Petit rappel historique

Le Haut-Karabagh est une république autoproclamée de Transcaucasie. En 2015, sa population est estimée à 148 917 habitants pour une superficie de 11 430 km2. Sa capitale et plus grande ville est Stepanakert.

Pendant la période soviétique, l’oblast autonome du Haut-Karabagh (4388 km2) est majoritairement peuplée d’Arméniens (95 %) et est intégrée à la république socialiste soviétique d’Azerbaïdjan, mais les territoires l’entourant, aujourd’hui dans l’État autoproclamé (6742 km2), sont peuplés de Kurdes et d’Azéris depuis déplacés. Depuis la dislocation de l’Union soviétique, le Haut-Karabagh lutte pour son indépendance ou son rattachement à l’Arménie et, le 2 septembre 1991, déclare son indépendance, qui n’est reconnue par aucun État membre de l’ONU. Le 12 mai 1994, un cessez-le-feu est finalement signé, avantageant l’Arménie, en permettant à son armée d’occuper une partie du Haut-Karabagh. Depuis, Arméniens et Azéris se font face de part et d’autre de la frontière, théâtre fréquent d’escarmouches entre les deux camps.

En 2020, la guerre reprend de plus belle entre les deux pays. L’Azerbaïdjan étant bien décidé à reprendre le contrôle du Haut-Karabagh.
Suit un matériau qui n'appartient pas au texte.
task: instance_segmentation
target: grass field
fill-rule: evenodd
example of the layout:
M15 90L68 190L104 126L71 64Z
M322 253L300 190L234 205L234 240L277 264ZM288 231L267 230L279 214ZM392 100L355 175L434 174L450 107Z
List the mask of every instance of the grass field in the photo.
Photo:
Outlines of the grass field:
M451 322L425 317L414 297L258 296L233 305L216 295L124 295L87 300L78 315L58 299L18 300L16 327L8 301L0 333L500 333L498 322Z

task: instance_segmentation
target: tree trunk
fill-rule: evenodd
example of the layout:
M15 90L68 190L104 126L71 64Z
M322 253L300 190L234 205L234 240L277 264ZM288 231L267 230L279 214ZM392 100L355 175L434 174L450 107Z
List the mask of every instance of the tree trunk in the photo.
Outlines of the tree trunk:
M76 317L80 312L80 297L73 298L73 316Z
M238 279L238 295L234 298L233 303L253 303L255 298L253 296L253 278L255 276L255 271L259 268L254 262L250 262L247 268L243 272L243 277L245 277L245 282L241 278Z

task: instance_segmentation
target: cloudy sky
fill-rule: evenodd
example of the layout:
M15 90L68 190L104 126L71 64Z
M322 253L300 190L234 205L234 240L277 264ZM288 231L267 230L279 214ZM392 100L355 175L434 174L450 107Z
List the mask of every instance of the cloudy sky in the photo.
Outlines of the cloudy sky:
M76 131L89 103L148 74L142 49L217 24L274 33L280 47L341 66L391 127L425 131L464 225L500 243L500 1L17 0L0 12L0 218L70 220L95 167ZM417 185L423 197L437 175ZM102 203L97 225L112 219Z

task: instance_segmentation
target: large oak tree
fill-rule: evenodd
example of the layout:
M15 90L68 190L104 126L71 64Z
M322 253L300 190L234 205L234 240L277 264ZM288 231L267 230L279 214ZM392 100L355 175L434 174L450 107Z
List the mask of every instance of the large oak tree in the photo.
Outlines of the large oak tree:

Un accord de cessez-le-feu est signé le 10 novembre 2020, actant la perte de 3/4 du territoire par les arméniens au profit des Azerbaïdjanais.

Comment se déroule l’exode arménien ?

Les arméniens ont dû fuir le territoire du Haut-Karabagh, qui se voit rétrocédé à l’Azerbaïdjan, comme le prévoit un accord de paix léonin signé le 9 novembre 2020. Ils ont donc dû quitter leurs maisons, leurs terres et tout ce qu’ils possédaient. Les images sont choquantes… Ils brûlent leurs maisons ou les démantèlent pour ne rien laisser à l’ennemi qui devra tout reconstruire avant de s’installer. Les arméniens partent pour la plupart avec leurs défunts, qu’ils ont déterrés.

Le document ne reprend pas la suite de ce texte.